An example of a long-term research programme that has delivered direct benefit to New Zealanders is the development of the Severe Thunderstorm Warning service. This work began around 2004 with a detailed investigation of the climatology of New Zealand thunderstorms, with emphasis on the types of convective environments that lead to localised severe weather. As a result, New Zealand-specific techniques to diagnose and forecast severe convective storms have been developed, along with appropriate guidance material based on observation data and MetService’s high-resolution models.
MetService has also implemented state-of-the-art thunderstorm tracking software as part of its weather radar systems, allowing it to rapidly identify, track and forecast the behaviour of severe convective storms. All of this culminated in the successful implementation of the new warning system in July 2009, providing outlooks and watches up to several days in advance for all New Zealand land areas, and up to 2 hours advance warning of severe localised storms for all areas covered by MetService’s weather radar network. The forecasting team is also involved in a wide variety of other research projects, a number of which were presented at Extreme Weather 2011 – the Joint Conference of the New Zealand Meteorological Society and the Australian Meteorological and Oceanographic Society held in Wellington in February 2011. These include:
A study of the climatology of cold-season convection in New Zealand, demonstrating that the occurrence of tornados in New Zealand is primarily related to convection along strong cold fronts, rather than the large convective systems (referred to as meso-cyclones or supercells) that produce much of the tornado activity in other parts of the world. MetService is developing a set of forecast parameters and associated tools for tornado forecasting, which will be integrated into its severe thunderstorm forecasting programme.

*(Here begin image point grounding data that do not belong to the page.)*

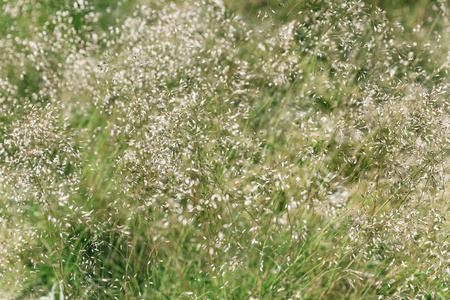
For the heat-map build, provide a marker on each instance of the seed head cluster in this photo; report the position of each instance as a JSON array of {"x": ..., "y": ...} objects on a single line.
[{"x": 176, "y": 149}]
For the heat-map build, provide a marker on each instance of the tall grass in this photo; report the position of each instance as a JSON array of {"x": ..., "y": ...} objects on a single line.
[{"x": 191, "y": 150}]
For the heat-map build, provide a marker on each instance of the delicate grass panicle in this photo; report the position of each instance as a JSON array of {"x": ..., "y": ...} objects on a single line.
[{"x": 181, "y": 149}]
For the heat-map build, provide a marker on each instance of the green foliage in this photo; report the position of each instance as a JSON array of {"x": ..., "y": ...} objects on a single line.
[{"x": 245, "y": 149}]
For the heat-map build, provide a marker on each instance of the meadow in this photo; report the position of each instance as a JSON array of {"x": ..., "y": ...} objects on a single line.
[{"x": 259, "y": 149}]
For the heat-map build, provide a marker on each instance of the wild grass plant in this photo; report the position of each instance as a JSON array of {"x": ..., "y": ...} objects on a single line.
[{"x": 186, "y": 149}]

Research into the influence of latent heat associated with melting snowflakes on the development of snowstorms on the South Island – Canterbury in particular. Referred to as “melting-effect storms”, these have specific characteristics that distinguish them from other snow events. MetService has developed a set of techniques to assist with identifying and forecasting these events, which tend to be poorly handled by numerical models.
The development of accurate rainfall accumulation analyses based on radar measurements, using rain gauge data to statistically correct for errors in raw radar data. Initial trials have been promising and MetService expects this to lead to the ability to provide reasonably accurate, gridded rainfall estimates in near-real-time.
MetService not only invests considerable financial resources into its forecasting capabilities, funded through its commercial activities; the investment of time and experience from its forecasters – and those supporting them – is significant on a global scale, and is delivering tangible benefits back to the public of New Zealand. [This post was posted on behalf of the writer, Norm Henry - General Manager, National Weather Services, MetService.]